多助は反射的に下を向き、さりげなく手のひらで顔を隠す。
そして立ち止まり、辺りを見回した。
数人の侍が、こちらに向かい駆けて来る。どうやら、町方とは違うらしいが……しかし、全員が多助の方を見つめている。多助は小さく舌打ちした。侍たちに追われるような覚えはないが……裏の仕事の関係だろうか。
どこから、自分の情報が漏れたのだろう?
やがて侍たちは、多助の周囲を取り囲んだ。

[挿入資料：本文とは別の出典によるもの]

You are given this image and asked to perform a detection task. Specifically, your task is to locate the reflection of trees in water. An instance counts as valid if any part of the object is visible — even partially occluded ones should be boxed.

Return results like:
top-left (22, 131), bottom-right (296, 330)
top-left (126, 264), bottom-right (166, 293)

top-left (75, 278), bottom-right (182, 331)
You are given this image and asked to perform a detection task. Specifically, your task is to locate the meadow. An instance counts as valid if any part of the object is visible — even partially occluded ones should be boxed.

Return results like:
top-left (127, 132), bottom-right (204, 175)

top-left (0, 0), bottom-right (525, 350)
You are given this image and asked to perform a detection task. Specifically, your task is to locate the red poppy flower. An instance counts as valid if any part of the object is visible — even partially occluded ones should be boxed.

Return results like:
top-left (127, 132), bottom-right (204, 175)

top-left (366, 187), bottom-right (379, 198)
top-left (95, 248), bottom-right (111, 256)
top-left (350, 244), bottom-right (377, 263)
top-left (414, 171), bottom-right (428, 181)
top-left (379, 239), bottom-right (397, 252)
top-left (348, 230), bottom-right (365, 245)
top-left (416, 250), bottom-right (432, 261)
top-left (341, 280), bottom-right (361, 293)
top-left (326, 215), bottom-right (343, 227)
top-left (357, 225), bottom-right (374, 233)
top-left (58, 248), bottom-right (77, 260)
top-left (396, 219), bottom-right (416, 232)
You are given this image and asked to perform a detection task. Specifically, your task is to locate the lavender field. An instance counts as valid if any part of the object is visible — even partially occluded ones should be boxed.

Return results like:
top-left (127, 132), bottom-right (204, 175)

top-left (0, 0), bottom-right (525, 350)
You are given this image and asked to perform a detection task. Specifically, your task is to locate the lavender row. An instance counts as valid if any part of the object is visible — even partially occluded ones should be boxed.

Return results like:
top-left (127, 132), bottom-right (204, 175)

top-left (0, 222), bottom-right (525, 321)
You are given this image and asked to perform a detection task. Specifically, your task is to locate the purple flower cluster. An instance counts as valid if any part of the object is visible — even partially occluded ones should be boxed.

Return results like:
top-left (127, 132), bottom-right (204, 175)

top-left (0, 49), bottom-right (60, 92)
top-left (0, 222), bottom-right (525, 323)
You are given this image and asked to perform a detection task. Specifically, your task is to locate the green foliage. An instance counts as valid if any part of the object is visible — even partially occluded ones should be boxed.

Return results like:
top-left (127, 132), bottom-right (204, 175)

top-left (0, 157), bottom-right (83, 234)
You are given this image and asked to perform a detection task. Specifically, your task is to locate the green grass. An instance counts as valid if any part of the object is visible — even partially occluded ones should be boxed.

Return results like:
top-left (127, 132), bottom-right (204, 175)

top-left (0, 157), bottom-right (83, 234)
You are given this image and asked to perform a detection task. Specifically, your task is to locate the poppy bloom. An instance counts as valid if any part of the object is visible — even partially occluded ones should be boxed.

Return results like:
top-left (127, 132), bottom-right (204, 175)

全員、険しい表情で多助を睨んでいる。
多助は素知らぬ表情で、杖を突きながら歩き出す。しかし、一人の侍が進み出て彼の腕を掴んだ。
「お前……按摩の多助だな?」
「へ、へい。いかにも、あっしは按摩の多助ですが……何の御用でしょうか? ひょっとして、按摩の御依頼でしょうか?」
とぼけた口調で聞き返す多助。だが、侍は険しい表情を崩さない。
「俺は奥州柴山藩の土田小十郎だ。お前に聞きたい事がある。屋敷まで来てもらおうか」
その言葉の直後、侍たちの輪が狭まる。
多助は口元を歪めた。この状況では、大人しく従う以外に手は無い。
「聞きたいこと……分かりました」
答える多助。と同時に、二人の侍が多助の両脇に付いた。
そして、多助を引っ立てて行く……。